Tak berdaya menghadapi Korporasi Pabrik Gula, pada
masa pemerintahannya, Djoko Nugroho membela mati-matian membela pabrik dan
membiarkan para petani terkapar tak berdaya.
Dalam sudut pandang ini, jika Djoko Nugroho
dipandang berprestasi, pastinya loyalitasnya adalah kepada Korporasi Pabrik
Gula. Pencemaran yang terjadi sejak awal-awal masa produksi ini mengendap
sehingga menghasilkan air yang keruh dan tidak layak pakai, walaupun untuk
kebutuhan pertanian.
Selain mencemari air pertanian warga, pabrik yang
berdiri pada masa kepemimpinan Djoko Nugroho ini juga mengeksploitasi air
Sendang Putri untuk kepentingan pabrik. Jenuh dengan arogansi Pabrik Gula,
warga Tinapan menyandera truk tan(g)ki
milik pabrik gula tersebut. Tidak beberapa lama, Kepolisian menetapkan 3
penyandera truk tan(g)ki milik PT GMM sebagai tersangka.
Jika dikaji sejak awal, akar permasalahan tentang
pabrik gula versus warga ini dimulai sejak pembangunannya. Dibangun di atas
tanah Pramuka pada masa kepemimpinan Djoko Nugroho. Dengan tangan besi
kekuasaan Djoko Nugroho mematahkan semua pihak yang berpeluang menghalangi
pabrik yang berdiri dengan nilai investasi satu setengah trilyun rupiah itu.
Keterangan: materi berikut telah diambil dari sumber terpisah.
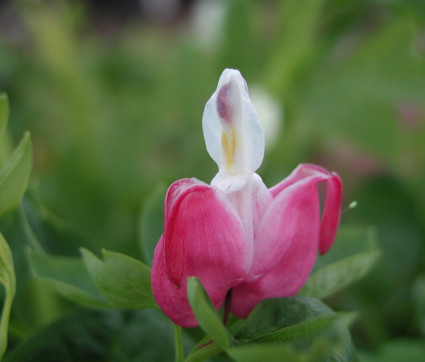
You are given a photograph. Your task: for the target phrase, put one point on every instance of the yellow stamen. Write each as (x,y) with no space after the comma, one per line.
(229,148)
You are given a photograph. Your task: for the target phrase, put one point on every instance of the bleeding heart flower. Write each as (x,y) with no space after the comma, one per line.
(235,233)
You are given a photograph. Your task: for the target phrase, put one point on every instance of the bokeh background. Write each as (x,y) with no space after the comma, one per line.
(113,95)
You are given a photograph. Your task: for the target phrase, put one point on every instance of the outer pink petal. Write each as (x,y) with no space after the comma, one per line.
(331,213)
(290,261)
(203,237)
(289,236)
(332,208)
(302,171)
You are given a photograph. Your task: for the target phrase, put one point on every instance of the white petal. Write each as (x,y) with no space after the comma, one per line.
(232,110)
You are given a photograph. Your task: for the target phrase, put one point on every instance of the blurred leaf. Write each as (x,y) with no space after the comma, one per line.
(291,325)
(4,113)
(397,350)
(294,44)
(350,241)
(418,296)
(339,275)
(274,314)
(124,281)
(7,278)
(101,335)
(152,222)
(206,315)
(14,176)
(68,276)
(294,329)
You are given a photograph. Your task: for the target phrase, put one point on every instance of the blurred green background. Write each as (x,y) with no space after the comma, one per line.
(113,95)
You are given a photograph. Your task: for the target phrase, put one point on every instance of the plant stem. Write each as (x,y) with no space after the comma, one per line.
(178,344)
(4,321)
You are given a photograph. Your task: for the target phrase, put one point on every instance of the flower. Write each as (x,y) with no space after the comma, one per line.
(235,233)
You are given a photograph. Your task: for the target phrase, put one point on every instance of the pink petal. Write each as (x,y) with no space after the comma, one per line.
(286,245)
(331,213)
(302,171)
(287,248)
(203,237)
(332,208)
(291,219)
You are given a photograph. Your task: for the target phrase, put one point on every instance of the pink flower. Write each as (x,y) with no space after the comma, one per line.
(235,233)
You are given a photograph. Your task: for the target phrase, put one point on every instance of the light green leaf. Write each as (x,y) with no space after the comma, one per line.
(124,281)
(340,274)
(14,176)
(7,278)
(151,223)
(4,113)
(274,314)
(68,276)
(300,324)
(207,316)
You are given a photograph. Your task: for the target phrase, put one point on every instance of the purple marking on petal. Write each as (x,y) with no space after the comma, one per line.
(224,105)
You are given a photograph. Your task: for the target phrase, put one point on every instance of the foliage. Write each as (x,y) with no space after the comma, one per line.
(114,114)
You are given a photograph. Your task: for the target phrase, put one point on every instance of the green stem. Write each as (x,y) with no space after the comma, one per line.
(178,344)
(4,322)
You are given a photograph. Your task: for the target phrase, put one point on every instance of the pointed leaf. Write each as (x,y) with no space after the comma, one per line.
(206,315)
(124,281)
(14,176)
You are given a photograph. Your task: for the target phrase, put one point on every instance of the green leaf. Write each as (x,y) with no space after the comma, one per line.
(418,296)
(14,176)
(7,278)
(68,276)
(299,324)
(397,350)
(152,222)
(124,281)
(207,316)
(340,274)
(101,335)
(350,240)
(4,113)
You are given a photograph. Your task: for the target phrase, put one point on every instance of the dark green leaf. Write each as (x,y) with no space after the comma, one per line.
(124,281)
(14,176)
(7,279)
(207,316)
(418,296)
(299,323)
(101,335)
(274,314)
(4,113)
(151,223)
(340,274)
(68,276)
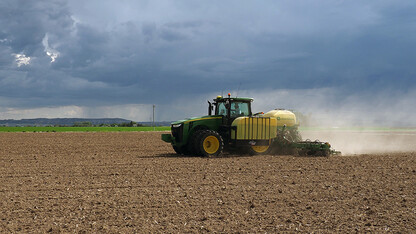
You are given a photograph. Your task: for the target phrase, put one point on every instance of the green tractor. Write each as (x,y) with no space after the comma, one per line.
(231,125)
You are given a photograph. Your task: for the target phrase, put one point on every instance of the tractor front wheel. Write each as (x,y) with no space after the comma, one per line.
(210,144)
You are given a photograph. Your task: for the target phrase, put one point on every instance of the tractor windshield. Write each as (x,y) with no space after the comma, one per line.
(237,109)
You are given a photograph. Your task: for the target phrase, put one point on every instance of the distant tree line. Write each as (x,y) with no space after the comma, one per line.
(125,124)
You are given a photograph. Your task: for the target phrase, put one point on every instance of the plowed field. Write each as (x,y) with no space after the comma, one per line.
(133,182)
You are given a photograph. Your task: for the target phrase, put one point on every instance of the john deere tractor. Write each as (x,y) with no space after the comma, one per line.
(231,125)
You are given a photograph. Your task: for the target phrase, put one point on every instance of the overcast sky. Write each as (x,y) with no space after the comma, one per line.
(338,60)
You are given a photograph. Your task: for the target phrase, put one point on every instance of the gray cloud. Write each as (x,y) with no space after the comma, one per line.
(142,52)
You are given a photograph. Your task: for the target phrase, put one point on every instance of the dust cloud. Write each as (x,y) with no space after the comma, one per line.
(366,142)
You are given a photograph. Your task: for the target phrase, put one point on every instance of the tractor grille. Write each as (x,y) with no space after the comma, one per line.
(177,132)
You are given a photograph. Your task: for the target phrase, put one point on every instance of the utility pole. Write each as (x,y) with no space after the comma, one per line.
(154,128)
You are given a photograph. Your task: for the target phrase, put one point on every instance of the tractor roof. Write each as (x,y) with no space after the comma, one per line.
(241,99)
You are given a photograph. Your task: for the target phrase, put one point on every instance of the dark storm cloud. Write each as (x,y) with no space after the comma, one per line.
(154,52)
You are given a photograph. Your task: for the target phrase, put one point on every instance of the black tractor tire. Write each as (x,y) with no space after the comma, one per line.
(209,143)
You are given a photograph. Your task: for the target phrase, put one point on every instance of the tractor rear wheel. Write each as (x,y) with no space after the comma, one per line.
(259,149)
(210,143)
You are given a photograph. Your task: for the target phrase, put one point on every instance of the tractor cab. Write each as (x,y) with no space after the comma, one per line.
(230,108)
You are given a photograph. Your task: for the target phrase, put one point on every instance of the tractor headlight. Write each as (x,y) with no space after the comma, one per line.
(176,125)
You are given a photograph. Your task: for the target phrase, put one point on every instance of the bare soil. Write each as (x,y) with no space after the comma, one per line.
(133,182)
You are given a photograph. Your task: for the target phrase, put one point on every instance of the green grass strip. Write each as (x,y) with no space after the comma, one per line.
(82,129)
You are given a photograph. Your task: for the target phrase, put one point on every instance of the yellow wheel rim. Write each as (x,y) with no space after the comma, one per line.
(260,148)
(211,144)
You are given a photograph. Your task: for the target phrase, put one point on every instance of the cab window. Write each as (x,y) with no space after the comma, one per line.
(239,109)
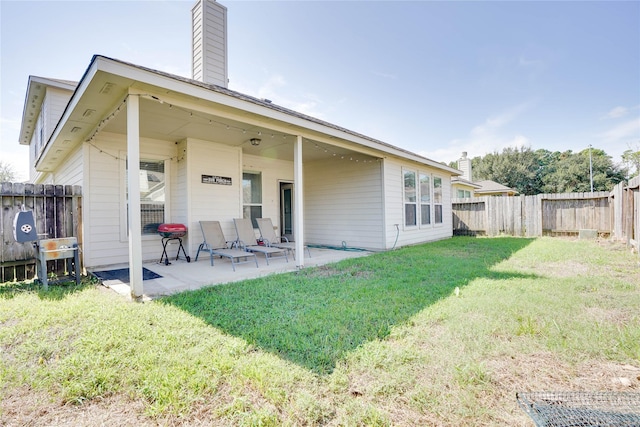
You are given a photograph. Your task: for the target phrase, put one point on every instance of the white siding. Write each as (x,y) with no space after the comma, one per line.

Dari sinilah terbukti bahwa keberpihakan Djoko
Nugroho Bupati pada masa itu, adalah kepada para Pemodal. Jangankan melakukan
perbaikan terhadap kualitas pendidikan, bahkan aset milik lembaga pembina
karakter pun diserobot.
Pabrik gula, dengan segala aktivitas korporasinya
membutuhkan ketersediaan sumber daya untuk tetap beroperasi. Sumber daya yang
dibutuhkan pabrik gula adalah air yang melimpah dan tempat pembuangan limbah
hasil produksi.
Waduk Bentolo yang menjadi sandaran kehidupan
petani dan warga Tinapan pun dikorbankan demi kelangsungan berjalannya kegiatan
produksi. Tak cukup itu, Sendang Putri pun dijarah demi memenuhi kebutuhan air
untuk produksi.
Bukan Djoko Nugroho jika tak pandai melakukan
pencitraan. Beberapa hari setelah warga menyambangi Pendopo Kabupaten, Djoko
Nugroho melarang pabrik gula untuk mengambil air Sendang Putri. Hal ini
dilakukan demi mendapatkan simpati masyarakat Todanan.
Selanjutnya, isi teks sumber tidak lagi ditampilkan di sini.